Pearl Herlihy Daniels (1910–1994) was an American activist, lawyer, and historian. Born in Wilmington, Delaware, Daniels became a noted advocate for labor and children's rights in Delaware. In 1981 she was inducted into the Hall of Fame of Delaware Women, and her collection of maps and historical documents are in the archives of the University of Delaware.

== Biography ==
Daniels was born Pearl Glenn in Wilmington, Delaware in 1910. After graduating from high school in 1927, she married Thomas Herlihy, an aspiring law student. The couple moved to Cambridge, Massachusetts, where Thomas studied at Harvard Law before returning to Wilmington in the 1930s.

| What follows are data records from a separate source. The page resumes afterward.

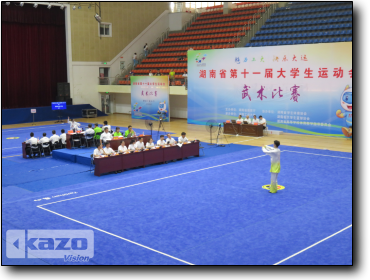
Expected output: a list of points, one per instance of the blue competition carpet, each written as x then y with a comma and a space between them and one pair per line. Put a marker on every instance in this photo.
207, 210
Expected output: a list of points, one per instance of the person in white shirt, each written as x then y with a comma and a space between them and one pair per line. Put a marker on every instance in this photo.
132, 146
240, 119
107, 125
255, 120
134, 59
161, 141
99, 150
32, 140
54, 138
150, 144
89, 129
73, 124
182, 138
108, 150
274, 153
105, 136
140, 144
248, 120
63, 136
122, 148
262, 121
170, 140
44, 139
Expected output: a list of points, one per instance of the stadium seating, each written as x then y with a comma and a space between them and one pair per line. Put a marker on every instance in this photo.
211, 30
306, 23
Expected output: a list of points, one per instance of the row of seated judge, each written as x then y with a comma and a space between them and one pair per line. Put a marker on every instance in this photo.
260, 121
44, 146
136, 146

Upon returning to Wilmington, Thomas set up a law practice and both Herlihys entered the local political scene, with Thomas eventually being elected Mayor of Wilmington in 1945.

During the 1940s, Daniels became active in local politics and activism; when her husband resigned his mayorship after one year to take an appointment as Chief Justice of the Municipal Court of Wilmington, Daniels continued her activities in local politics. She became noted as a strong advocate for labor rights, specifically those pertaining to children and migrant workers. In 1949 she was appointed to assist a committee in reworking the City of Wilmington's charter, and was active in state-level political drives to strengthen Delaware's narcotics laws. Continuing with her labor activism, in the 1950s she was appointed as the chairwomen of Delaware’s State Labor Commission, predecessor to the Delaware Labor Department.

In the 1950s, Daniels was appointed as chairwoman of the Eisenhower administration's National Commission on Children and Youths. She was likewise appointed to the Kennedy administration's Committee on Youth Employment and the Johnson administration's National Citizens Commission for Community Relations.

In addition to her political activism, Daniels — who never pursued a law degree — worked as a partner in her husband's firm, Herlihy & Herlihy. The couple had two sons, one of whom became an attorney while the other became a judge. Thomas Herlihy died in 1977, and Daniels married Charles E. Daniels in 1980, changing her name to Pearl Herlihy Daniels. In 1981, Daniels was inducted into the Hall of Fame of Delaware Women. She died in 1994.

=== Cartography ===
In addition to her political activism, Daniels was an avid collector of historic maps. From 1968 onward, she collected maps, atlases, books, and cartography equipment, most of which pertained to her home state of Delaware. She also conducted research into the cartological history of Delaware and gave lectures at the University of Delaware; after her death, Daniels's sons donated her collection (known as the Pearl Herlihy Daniels Map Collection) of historical documents to the university.